Noutra ocasião, o poeta-crítico sublinha como o espírito construtor e racional de Joan Miró não pode ser reduzido a leis, no sentido de unidades de verdade prontas e deterministas. Também compreende que não é interesse do pintor combater tais leis, tampouco construir leis contrárias, “uma nova perspectiva paralela à dos pintores renascentistas”. “O que Miró parece desejar é desfazer-se delas precisamente porque são leis. Livrar-se, lavar-se delas, coisa a meu ver absolutamente diversa da atitude de substituí-las ou usá-las pelo avesso”. Tal compreensão prima, portanto por uma autonomia tão autêntica das leis de funcionamento da obra, que sua execução é propriamente natural. “Nesse tipo de composição não há uma ordenação em função de um elemento dominante, mas uma série de dominantes, que se propõem simultaneamente, pedindo do espectador uma série de fixações sucessivas, em cada uma das quais lhe é dado um setor do quadro”.

De alguma maneira, o ensaio de João Cabral de Melo Neto desenvolve ainda uma compreensão sobre o fenômeno da desrealização da arte moderna e contemporânea. A ruptura com a ideia de retratação da realidade em sua complexidade de elementos que a constitui é a abertura para uma renovação que assinala de outra maneira a heterogeneidade do real e estabelece este não como um dado acabado mas em construção a partir da interpretação de quem o observa. Isso não atesta um apagamento definitivo da ideia de ordenação objetiva, mas que esta ordem prescinde de um estado de descontinuidade.

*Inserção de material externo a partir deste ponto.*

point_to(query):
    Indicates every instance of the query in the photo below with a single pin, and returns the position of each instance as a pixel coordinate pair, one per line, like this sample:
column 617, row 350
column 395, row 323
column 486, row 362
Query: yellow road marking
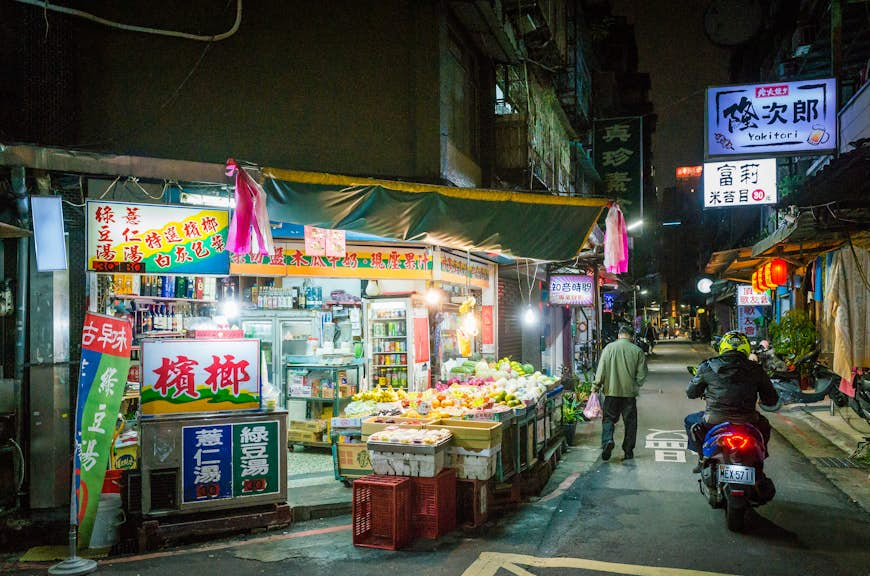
column 489, row 563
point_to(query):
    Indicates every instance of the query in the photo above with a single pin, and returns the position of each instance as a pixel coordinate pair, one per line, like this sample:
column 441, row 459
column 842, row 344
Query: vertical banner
column 106, row 345
column 618, row 156
column 487, row 333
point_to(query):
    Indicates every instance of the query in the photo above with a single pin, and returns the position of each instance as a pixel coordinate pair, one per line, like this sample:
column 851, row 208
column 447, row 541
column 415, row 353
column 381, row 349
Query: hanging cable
column 45, row 5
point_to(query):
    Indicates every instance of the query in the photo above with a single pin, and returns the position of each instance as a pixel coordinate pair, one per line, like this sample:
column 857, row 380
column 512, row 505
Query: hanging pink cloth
column 615, row 242
column 250, row 212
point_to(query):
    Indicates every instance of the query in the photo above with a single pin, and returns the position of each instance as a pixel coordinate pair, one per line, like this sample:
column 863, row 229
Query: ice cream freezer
column 212, row 462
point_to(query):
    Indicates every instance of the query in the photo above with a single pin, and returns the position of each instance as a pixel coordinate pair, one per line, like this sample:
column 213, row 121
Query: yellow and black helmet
column 735, row 340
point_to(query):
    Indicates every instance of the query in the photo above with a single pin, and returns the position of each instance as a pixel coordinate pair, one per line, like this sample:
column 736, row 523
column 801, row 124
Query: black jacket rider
column 731, row 385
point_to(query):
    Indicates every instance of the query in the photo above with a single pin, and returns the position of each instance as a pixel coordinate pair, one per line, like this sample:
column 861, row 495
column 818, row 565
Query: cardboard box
column 471, row 434
column 354, row 460
column 303, row 436
column 308, row 425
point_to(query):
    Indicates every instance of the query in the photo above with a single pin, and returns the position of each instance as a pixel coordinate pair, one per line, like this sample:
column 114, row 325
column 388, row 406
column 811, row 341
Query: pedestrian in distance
column 621, row 372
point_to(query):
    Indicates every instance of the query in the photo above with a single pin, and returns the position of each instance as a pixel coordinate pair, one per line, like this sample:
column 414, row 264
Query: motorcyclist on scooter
column 731, row 384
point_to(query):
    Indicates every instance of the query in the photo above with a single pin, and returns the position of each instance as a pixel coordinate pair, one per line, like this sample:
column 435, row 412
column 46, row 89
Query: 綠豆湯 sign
column 156, row 239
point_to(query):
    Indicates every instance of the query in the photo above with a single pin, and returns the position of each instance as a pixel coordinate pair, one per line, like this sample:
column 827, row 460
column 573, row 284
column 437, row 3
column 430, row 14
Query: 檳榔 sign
column 156, row 239
column 182, row 376
column 776, row 118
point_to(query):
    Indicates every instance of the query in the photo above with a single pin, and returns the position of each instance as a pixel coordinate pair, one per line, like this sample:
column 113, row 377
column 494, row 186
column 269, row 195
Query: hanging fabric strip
column 250, row 212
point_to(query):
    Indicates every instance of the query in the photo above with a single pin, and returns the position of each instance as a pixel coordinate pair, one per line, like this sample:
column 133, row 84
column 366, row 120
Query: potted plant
column 571, row 413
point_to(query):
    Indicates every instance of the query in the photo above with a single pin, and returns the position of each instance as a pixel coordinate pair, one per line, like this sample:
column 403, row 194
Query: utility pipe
column 19, row 189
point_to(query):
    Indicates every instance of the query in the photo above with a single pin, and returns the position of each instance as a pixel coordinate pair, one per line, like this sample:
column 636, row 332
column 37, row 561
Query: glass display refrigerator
column 397, row 342
column 285, row 336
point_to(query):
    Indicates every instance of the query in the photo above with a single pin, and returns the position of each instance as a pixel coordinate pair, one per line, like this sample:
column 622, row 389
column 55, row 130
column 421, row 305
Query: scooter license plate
column 733, row 474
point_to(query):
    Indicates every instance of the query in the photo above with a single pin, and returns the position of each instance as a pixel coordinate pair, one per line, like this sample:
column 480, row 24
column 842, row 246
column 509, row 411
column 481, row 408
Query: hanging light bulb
column 529, row 317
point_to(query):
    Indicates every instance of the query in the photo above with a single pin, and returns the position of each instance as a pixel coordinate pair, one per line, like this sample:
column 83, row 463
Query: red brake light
column 737, row 441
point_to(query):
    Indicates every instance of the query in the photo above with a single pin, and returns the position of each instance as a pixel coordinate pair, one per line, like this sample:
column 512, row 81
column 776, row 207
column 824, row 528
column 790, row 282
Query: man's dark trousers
column 614, row 407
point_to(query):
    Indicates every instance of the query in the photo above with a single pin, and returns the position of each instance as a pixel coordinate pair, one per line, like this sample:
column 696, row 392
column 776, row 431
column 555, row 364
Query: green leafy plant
column 571, row 412
column 794, row 336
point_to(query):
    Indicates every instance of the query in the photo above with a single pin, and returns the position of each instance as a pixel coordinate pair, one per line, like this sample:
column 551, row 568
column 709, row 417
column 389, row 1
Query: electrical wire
column 45, row 5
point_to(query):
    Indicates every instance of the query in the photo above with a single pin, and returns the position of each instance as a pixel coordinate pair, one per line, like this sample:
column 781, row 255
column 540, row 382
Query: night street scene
column 435, row 287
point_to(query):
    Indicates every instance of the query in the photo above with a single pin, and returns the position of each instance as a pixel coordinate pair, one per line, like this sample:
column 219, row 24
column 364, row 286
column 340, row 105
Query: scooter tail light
column 737, row 441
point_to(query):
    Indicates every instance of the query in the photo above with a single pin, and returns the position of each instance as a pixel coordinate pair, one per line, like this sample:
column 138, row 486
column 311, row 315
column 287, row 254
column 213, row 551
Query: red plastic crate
column 434, row 505
column 382, row 512
column 472, row 502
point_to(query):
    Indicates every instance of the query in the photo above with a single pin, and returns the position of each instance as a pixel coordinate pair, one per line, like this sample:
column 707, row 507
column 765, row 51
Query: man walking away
column 621, row 372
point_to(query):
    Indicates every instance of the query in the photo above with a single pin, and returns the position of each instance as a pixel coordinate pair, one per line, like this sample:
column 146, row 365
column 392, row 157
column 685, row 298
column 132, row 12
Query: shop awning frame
column 517, row 224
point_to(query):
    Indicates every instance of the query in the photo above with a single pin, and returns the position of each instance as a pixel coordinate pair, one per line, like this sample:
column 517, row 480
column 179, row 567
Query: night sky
column 681, row 62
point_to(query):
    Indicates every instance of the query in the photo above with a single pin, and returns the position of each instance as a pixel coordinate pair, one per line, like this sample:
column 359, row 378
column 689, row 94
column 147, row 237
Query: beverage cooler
column 284, row 335
column 397, row 342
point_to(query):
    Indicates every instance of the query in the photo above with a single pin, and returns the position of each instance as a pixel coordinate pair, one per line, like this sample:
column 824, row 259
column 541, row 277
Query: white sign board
column 572, row 290
column 739, row 183
column 765, row 119
column 746, row 296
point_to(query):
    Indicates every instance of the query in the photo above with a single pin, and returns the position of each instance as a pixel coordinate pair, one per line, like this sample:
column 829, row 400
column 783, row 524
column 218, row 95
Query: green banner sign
column 255, row 458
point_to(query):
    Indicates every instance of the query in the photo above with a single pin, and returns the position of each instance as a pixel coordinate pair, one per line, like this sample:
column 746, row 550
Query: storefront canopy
column 521, row 225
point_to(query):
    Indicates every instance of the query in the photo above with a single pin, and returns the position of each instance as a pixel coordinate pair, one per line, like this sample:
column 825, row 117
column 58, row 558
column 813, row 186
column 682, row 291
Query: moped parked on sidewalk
column 787, row 379
column 732, row 468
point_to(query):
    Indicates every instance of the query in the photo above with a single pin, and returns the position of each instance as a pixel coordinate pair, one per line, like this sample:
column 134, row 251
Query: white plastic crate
column 407, row 464
column 473, row 465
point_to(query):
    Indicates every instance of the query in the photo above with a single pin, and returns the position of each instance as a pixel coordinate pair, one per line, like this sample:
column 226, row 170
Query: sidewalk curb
column 809, row 436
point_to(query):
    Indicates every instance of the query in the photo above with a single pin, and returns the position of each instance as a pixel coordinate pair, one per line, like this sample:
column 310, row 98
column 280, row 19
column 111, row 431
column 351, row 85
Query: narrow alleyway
column 601, row 517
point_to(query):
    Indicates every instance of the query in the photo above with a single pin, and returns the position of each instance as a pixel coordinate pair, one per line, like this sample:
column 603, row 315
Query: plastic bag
column 593, row 407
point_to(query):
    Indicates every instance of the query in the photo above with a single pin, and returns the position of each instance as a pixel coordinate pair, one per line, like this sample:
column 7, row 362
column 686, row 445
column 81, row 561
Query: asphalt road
column 643, row 517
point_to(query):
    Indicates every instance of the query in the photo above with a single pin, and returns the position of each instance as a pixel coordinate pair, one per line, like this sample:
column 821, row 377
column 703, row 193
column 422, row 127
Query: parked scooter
column 787, row 382
column 732, row 473
column 859, row 402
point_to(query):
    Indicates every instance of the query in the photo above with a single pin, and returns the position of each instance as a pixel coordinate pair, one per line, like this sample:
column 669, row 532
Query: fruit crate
column 382, row 512
column 408, row 459
column 472, row 502
column 434, row 504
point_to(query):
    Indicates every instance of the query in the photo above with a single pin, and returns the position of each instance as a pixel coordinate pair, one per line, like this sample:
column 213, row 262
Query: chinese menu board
column 740, row 183
column 156, row 239
column 618, row 156
column 222, row 461
column 765, row 119
column 572, row 290
column 105, row 363
column 746, row 296
column 183, row 376
column 291, row 259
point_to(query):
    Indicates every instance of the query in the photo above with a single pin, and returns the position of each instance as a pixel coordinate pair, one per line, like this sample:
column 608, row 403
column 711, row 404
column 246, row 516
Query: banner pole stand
column 73, row 564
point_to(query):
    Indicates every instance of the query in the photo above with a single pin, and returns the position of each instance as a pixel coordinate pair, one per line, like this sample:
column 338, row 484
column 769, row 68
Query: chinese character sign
column 105, row 363
column 746, row 296
column 763, row 119
column 156, row 239
column 291, row 259
column 572, row 290
column 255, row 458
column 618, row 156
column 740, row 183
column 750, row 320
column 180, row 376
column 207, row 463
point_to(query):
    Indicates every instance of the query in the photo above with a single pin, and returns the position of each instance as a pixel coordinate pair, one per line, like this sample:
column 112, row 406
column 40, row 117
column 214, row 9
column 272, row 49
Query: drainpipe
column 19, row 189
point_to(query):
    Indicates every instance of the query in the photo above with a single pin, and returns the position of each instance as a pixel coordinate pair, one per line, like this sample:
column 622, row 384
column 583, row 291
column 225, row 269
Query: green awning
column 522, row 225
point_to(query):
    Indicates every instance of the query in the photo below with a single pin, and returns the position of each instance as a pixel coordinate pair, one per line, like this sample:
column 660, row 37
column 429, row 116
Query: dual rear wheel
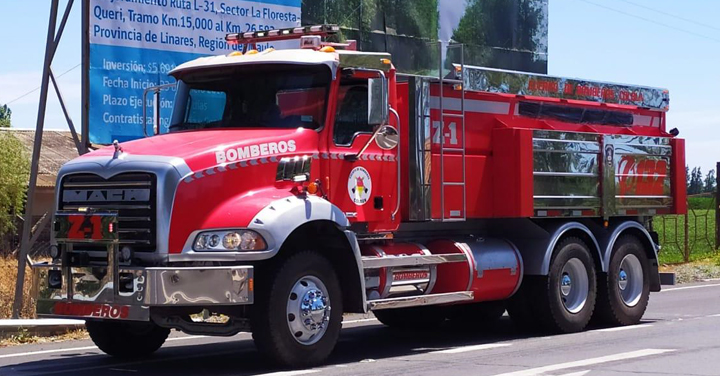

A publicação deste ensaio seguido do trabalho plástico do artista em referência não é apenas uma acertada ideia de reavivamento da memória de um tempo de efervescência criativa, de uma amizade que rendeu bons momentos à história da humanidade, como só os encontros em prol da arte são capazes de propiciar; esta publicação qual a de há mais seis décadas é uma prova do quão carentes estamos os criadores de exercícios de união desse nível e nos encoraja a nos reinventar (como pensamento, como criadores). É, por fim, uma porta de entrada para duas obras significativas de universos só aparentemente distintos. Uma maneira de ver a si e ao outro, como estes se imbricam, como os lugares de criação se interferem, como se engendram visões autênticas sobre o mundo – tudo tão raro e tão caro no tempo dos excessos e das mesmidades.